Nach dem Testspiel gegen Arsenal tritt Niko Kovac auf die Transferbremse. Der BVB-Coach mahnt im Poker um Said El Mala zur finanziellen Vorsicht.
Borussia Dortmund arbeitet weiter an einer möglichen Verpflichtung von Said El Mala. Doch während der BVB im Werben um den Offensivspieler des 1. FC Köln offenbar bereits tief in die Tasche greifen würde, mahnt Trainer Niko Kovac zur finanziellen Vernunft. Auch Geschäftsführer Sport Lars Ricken macht deutlich, dass die Dortmunder nicht jeden Preis bezahlen wollen.
Nach dem 3:2 im Testspiel gegen den FC Arsenal äußerte sich Kovac grundsätzlich zur aktuellen Situation auf dem Transfermarkt. „Wir werden keine übereiligen Schlüsse ziehen. Wir haben ein paar gute Ideen“, erklärte der BVB-Coach. Gleichzeitig verwies er darauf, wie schwierig es derzeit sei, geeignete Spieler zu angemessenen Konditionen zu verpflichten.

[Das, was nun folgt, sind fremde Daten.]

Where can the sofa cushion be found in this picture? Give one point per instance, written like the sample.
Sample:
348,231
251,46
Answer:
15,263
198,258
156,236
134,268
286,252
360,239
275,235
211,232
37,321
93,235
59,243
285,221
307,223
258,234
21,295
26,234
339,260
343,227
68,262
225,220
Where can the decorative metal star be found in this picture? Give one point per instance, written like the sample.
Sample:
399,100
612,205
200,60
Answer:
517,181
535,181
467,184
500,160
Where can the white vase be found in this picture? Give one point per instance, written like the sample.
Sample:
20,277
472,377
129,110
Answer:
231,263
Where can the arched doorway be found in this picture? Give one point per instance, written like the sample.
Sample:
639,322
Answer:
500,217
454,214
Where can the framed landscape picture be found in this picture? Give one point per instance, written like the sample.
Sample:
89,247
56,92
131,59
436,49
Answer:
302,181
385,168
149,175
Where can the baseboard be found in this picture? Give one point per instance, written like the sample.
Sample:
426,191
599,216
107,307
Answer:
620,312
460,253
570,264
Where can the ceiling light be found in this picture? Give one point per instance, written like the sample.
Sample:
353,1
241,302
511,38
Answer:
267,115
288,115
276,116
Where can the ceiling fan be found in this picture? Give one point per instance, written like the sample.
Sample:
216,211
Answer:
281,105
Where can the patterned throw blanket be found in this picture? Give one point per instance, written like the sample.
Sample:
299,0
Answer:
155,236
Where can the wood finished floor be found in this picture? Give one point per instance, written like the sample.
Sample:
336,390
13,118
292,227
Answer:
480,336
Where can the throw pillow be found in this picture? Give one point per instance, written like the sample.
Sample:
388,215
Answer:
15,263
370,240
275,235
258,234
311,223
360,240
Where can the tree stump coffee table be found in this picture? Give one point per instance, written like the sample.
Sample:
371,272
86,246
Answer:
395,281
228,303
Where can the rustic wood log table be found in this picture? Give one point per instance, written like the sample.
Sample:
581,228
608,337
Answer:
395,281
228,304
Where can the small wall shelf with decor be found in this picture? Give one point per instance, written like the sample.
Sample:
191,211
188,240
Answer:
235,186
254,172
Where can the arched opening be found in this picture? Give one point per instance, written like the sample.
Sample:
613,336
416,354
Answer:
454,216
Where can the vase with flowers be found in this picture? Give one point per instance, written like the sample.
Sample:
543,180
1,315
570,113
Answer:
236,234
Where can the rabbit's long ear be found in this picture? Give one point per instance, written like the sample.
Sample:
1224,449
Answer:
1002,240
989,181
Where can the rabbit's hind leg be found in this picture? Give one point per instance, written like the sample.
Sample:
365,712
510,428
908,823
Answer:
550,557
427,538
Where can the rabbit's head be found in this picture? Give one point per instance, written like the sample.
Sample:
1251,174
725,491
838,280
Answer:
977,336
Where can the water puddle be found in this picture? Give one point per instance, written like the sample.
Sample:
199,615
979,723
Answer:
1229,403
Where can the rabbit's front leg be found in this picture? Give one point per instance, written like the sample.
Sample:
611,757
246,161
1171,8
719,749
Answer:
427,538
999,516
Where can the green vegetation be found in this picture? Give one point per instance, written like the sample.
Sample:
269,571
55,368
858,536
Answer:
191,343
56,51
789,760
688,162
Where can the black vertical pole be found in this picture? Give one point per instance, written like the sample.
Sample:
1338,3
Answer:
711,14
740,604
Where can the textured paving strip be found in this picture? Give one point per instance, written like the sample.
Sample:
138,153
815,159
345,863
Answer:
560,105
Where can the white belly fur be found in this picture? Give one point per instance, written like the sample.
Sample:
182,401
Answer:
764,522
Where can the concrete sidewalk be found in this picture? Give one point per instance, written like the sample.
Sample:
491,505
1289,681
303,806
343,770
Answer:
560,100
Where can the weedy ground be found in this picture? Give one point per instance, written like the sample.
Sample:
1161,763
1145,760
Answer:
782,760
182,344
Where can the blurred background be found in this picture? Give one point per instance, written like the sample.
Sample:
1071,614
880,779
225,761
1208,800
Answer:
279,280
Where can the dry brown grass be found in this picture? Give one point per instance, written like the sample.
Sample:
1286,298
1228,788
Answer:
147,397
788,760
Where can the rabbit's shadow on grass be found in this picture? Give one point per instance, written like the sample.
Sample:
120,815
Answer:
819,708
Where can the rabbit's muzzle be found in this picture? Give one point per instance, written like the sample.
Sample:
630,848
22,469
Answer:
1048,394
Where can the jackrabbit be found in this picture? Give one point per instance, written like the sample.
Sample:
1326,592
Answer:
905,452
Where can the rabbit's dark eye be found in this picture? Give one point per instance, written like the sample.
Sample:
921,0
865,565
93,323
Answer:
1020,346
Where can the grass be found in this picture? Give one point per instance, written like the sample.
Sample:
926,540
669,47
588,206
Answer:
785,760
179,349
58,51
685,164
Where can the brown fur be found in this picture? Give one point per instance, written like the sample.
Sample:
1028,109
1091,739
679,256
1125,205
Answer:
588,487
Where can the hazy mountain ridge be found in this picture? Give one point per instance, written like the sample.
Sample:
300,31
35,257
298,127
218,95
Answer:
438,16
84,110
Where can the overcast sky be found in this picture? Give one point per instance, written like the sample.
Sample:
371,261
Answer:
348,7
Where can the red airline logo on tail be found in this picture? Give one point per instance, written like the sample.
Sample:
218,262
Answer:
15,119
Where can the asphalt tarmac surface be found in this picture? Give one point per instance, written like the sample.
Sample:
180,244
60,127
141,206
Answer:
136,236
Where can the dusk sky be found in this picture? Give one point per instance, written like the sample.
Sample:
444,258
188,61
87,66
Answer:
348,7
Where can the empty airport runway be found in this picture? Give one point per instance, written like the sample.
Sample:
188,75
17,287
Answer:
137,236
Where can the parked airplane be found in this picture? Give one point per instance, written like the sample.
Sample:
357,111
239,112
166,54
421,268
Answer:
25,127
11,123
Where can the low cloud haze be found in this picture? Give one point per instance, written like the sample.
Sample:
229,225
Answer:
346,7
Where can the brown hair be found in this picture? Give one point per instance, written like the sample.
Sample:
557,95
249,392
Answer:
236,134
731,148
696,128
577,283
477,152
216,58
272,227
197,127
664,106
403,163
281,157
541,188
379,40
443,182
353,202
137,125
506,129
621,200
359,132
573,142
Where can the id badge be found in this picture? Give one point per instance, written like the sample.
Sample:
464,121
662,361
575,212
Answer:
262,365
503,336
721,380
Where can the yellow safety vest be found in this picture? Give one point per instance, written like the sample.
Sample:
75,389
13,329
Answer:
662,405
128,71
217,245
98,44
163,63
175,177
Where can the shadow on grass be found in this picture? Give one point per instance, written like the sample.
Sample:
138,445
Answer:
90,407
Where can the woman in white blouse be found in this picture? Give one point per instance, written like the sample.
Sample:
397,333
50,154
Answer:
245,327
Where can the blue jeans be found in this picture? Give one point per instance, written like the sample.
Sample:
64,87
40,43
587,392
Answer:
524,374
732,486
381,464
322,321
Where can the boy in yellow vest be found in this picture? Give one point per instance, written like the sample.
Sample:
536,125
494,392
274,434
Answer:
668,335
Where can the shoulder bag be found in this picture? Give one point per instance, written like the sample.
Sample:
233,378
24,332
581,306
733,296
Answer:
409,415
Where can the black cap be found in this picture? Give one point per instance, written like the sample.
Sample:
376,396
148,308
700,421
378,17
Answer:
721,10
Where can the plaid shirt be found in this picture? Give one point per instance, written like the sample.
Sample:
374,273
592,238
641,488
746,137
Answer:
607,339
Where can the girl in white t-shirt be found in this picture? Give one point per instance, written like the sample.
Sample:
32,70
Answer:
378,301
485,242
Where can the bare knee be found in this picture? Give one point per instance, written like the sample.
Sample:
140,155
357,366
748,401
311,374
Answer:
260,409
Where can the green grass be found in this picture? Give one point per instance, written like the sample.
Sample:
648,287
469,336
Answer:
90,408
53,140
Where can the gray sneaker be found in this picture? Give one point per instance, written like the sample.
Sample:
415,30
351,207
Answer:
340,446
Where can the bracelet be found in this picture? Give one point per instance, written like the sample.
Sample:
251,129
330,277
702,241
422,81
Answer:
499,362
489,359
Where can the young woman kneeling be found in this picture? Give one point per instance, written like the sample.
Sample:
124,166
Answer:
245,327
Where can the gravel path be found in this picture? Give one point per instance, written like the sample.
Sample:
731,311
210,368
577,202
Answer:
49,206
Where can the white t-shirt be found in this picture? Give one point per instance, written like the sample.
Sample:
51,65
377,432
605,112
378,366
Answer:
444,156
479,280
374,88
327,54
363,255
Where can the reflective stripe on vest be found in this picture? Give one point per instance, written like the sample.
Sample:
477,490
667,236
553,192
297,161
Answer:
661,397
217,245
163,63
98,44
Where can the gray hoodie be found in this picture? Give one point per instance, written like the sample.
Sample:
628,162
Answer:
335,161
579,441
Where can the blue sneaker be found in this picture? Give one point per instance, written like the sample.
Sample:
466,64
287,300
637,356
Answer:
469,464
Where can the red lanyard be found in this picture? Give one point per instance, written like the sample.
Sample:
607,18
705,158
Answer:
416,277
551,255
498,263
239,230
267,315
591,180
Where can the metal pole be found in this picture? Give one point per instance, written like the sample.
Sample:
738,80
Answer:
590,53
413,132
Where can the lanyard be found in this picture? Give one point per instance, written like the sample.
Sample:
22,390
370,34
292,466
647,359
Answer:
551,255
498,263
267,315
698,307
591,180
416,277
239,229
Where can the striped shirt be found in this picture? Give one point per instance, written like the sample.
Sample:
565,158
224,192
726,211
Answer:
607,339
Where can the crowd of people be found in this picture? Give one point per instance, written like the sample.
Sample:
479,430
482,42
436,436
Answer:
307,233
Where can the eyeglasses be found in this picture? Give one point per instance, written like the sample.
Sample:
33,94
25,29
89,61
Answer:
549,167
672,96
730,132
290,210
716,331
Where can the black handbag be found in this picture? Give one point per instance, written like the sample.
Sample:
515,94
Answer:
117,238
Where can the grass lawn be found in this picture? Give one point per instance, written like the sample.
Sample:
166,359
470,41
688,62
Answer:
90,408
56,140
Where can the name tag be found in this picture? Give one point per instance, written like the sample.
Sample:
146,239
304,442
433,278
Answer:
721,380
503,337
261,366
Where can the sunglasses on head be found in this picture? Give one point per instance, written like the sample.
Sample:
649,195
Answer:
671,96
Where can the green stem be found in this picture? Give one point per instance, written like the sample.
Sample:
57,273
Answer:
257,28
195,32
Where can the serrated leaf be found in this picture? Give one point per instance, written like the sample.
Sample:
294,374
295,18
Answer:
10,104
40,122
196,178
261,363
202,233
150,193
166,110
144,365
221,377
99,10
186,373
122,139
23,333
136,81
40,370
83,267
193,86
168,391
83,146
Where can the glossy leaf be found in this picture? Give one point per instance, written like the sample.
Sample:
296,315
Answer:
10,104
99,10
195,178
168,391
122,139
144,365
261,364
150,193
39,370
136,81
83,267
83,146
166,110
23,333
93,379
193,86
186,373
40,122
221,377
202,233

Das gelte selbst für finanzstarke Vereine. „Es ist selbst für diese großen Klubs schwierig, die Spieler zu finden – für ordentliches Geld, nicht für zu viel Geld“, sagte Kovac und ergänzte mit Blick auf den eigenen Verein: „Von daher müssen auch wir als BVB da ein bisschen aufpassen.“ El Mala nannte der Trainer dabei nicht namentlich. Der 19-Jährige steht beim 1. FC Köln noch bis 2030 unter Vertrag und besitzt dem Vernehmen nach keine Ausstiegsklausel.
BVB kämpft um El Mala: Ricken nennt klare Transfer-Strategie
Köln soll für einen Verkauf mindestens 50 Millionen Euro verlangen. Dortmund bemüht sich bereits seit geraumer Zeit um den Flügelspieler. Auch Ricken unterstrich, dass der BVB bei möglichen Neuzugängen auf die wirtschaftlichen Rahmenbedingungen achtet. „Ich glaube, dass wir wirklich um jeden Euro kämpfen“, sagte der Geschäftsführer Sport. Als Beispiel führte er Konstantinos Karetsas an, dessen Verpflichtung erst nach monatelangen Verhandlungen zustande gekommen war.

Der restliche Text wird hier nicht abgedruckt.